Discussion in 'SP2' started by nyaman, Sep 9, 2019.

  1. nyaman

    nyaman Very Active Member

    a) solution says in future years, the profit from the existing business will be higher than before which will increase the profitability measure on the other hand incoming new business will increase embedded value by less than previously, so reducing profitability measure compared with before. So overall effect on the subsequent years calculations will depend on the amount of new business that is actually sold relative to the amount of existing business in force.

    So my question does this mean that if more new business profits from the existing business are diluted and effectively the profitability measure will decrease?

    b) the question also applies to this solution as well.
     
  2. Lindsay Smitherman

    Lindsay Smitherman ActEd Tutor Staff Member

    Yes, that's broadly right. What the solution is saying is that:

    1. The strengthening of the reserving basis might result in a one-off reduction in the EV and hence a one-off reduction in EV profit (where EV profit is defined as being the change in EV). [I only say 'might' because this is only the case if the EV discount rate is higher than the expected investment return in the EV projection basis.]

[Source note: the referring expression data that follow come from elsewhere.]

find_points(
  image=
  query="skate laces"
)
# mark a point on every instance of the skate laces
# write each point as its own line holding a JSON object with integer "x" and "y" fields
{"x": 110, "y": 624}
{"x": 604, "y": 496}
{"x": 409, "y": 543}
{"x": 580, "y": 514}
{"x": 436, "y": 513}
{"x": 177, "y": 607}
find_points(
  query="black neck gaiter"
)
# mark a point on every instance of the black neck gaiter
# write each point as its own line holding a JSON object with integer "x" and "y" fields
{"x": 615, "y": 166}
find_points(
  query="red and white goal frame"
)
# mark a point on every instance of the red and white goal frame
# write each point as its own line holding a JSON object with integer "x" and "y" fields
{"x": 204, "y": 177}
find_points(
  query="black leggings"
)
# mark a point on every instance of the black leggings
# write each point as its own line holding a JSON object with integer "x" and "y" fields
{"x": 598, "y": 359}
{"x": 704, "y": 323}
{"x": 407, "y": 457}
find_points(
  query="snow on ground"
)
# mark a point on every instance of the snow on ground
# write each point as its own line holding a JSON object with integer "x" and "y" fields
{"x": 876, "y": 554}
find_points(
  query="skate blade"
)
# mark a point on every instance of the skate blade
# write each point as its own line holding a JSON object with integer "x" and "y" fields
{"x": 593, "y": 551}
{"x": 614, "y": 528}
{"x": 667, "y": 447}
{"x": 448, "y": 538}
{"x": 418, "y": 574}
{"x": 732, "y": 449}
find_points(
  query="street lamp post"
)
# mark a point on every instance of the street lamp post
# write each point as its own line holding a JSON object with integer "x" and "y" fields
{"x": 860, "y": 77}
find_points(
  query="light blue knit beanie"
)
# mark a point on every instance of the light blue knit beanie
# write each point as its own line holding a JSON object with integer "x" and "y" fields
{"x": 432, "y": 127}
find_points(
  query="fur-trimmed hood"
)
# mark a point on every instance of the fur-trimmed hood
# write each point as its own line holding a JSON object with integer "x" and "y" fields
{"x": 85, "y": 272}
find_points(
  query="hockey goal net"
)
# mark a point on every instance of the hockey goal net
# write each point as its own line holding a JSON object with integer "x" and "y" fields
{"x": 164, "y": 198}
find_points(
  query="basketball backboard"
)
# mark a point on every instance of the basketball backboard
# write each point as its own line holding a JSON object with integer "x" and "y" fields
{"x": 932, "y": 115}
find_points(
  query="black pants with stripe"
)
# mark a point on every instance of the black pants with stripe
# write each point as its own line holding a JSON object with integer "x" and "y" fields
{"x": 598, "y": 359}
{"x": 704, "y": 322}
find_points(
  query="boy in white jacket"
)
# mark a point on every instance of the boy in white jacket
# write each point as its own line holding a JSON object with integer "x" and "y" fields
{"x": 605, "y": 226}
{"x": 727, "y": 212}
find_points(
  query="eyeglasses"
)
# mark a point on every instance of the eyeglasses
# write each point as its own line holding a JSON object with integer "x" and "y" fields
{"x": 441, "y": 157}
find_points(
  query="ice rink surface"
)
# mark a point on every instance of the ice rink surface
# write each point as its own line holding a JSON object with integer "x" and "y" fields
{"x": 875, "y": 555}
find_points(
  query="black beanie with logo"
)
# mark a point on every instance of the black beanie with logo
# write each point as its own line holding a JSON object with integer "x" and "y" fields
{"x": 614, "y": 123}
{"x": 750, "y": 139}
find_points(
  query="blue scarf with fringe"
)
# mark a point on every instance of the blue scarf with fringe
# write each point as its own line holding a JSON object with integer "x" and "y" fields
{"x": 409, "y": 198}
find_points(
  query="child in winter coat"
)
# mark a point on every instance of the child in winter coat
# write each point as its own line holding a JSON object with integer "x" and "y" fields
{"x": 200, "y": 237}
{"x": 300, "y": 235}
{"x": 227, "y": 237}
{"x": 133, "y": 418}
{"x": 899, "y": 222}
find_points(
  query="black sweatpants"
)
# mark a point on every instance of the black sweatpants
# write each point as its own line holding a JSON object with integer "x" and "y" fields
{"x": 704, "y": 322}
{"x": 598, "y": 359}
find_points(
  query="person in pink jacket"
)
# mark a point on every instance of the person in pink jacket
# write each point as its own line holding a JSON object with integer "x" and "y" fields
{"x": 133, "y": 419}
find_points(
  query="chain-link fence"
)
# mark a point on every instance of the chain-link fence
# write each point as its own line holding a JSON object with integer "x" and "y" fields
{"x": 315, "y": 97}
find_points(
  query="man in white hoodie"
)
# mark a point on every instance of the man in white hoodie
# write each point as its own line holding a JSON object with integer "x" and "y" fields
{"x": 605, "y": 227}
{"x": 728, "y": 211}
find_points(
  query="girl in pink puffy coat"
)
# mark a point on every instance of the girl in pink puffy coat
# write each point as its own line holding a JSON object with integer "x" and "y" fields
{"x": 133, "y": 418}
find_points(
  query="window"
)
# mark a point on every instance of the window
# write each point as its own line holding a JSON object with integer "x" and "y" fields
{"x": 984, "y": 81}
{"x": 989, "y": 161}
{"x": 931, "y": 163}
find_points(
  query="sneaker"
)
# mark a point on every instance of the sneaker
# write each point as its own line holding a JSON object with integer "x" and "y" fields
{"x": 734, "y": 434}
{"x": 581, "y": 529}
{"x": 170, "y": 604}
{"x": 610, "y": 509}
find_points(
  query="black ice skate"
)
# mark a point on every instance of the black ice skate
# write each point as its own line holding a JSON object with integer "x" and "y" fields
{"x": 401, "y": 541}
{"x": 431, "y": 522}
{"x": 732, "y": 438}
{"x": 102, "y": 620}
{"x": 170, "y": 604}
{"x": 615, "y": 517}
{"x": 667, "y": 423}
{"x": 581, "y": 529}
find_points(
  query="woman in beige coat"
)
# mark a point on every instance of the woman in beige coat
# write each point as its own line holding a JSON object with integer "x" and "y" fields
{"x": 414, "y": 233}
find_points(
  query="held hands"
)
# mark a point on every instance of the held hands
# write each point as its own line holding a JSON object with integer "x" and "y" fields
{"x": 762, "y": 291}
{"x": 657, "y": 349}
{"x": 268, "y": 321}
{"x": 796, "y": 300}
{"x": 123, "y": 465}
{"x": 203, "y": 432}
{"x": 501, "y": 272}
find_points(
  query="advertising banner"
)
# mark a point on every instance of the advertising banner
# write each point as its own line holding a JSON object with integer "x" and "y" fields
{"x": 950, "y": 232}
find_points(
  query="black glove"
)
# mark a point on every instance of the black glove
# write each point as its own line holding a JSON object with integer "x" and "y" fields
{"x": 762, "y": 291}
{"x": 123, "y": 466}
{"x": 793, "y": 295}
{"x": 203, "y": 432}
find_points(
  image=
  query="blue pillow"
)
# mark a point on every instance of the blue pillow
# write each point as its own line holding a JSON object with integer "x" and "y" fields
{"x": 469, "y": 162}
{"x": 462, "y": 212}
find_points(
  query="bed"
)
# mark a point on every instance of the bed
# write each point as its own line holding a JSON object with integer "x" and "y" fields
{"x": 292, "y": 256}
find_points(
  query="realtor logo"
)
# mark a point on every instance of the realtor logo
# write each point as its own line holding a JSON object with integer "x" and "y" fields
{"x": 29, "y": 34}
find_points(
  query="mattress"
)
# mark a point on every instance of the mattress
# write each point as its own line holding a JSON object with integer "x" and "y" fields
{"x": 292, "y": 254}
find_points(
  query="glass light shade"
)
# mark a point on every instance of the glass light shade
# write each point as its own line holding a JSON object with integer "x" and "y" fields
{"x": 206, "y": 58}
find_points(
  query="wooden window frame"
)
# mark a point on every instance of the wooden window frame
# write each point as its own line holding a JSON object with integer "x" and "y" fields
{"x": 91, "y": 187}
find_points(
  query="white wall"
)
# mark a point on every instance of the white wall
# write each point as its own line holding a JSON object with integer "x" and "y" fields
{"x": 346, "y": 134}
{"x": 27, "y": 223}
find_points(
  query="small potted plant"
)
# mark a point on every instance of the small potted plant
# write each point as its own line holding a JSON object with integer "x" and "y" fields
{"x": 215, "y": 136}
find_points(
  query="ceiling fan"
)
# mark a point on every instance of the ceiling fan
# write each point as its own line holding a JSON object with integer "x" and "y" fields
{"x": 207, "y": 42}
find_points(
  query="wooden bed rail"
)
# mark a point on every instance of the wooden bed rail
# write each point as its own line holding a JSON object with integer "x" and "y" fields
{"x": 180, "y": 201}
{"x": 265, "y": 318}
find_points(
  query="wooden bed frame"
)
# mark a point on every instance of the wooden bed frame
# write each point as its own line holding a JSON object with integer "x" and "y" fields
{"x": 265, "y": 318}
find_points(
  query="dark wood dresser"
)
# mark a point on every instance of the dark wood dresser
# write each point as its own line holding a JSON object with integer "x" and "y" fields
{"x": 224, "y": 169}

    2. However, there will be higher EV profits arising going forwards into future years in respect of the existing business only (ie ignoring the addition of future new business). Bear in mind that the reserving basis used doesn't impact the total profits actually arising over the full duration of a contract, only the pace at which the profits emerge. The change in reserving basis here has deferred the emergence of EV profit: lower EV profit at the time of the change, but then higher EV profits thereafter to balance this and so that the total profit arising is unchanged.

    3. But we also have to consider that EV profit in future will also include the change in EV resulting from writing new business. As is consistent with point 1, the amount of EV profit arising for each new policy written is now lower than it was before we did the reserving basis change.

    Total impact on future EV profit =
    impact on future EV profit in respect of existing business + impact on future EV profit in respect of future new business

    The first part of this formula has gone up and the second part has gone down. Whether the overall impact is an increase or decrease therefore depends on the amount of new business written relative to the volume of existing business. If there is no (or very little) new business being written, we would expect the overall impact of the basis change on future EV profit to be an increase - since the first part of the formula dominates. If there is a huge amount of new business being written, we would expect the overall impact on future EV profit to be a decrease (at least until this amount of new business stops being written and the business starts to run off) - since the second part of the formula dominates.

    Yes - although only if actual experience turns out to be unchanged from before (so that the total actual profit arising from each tranche of business over its full duration is unchanged by the basis change).

    Hope that helps.
     
  3. nyaman

    nyaman Very Active Member

    Thanks for the very detailed explanation it really helped me understand better the concepts. They can be a bit confusing sometimes.
     
  4. Lindsay Smitherman

    Lindsay Smitherman ActEd Tutor Staff Member

    Yes - but don't worry, this is a difficult question!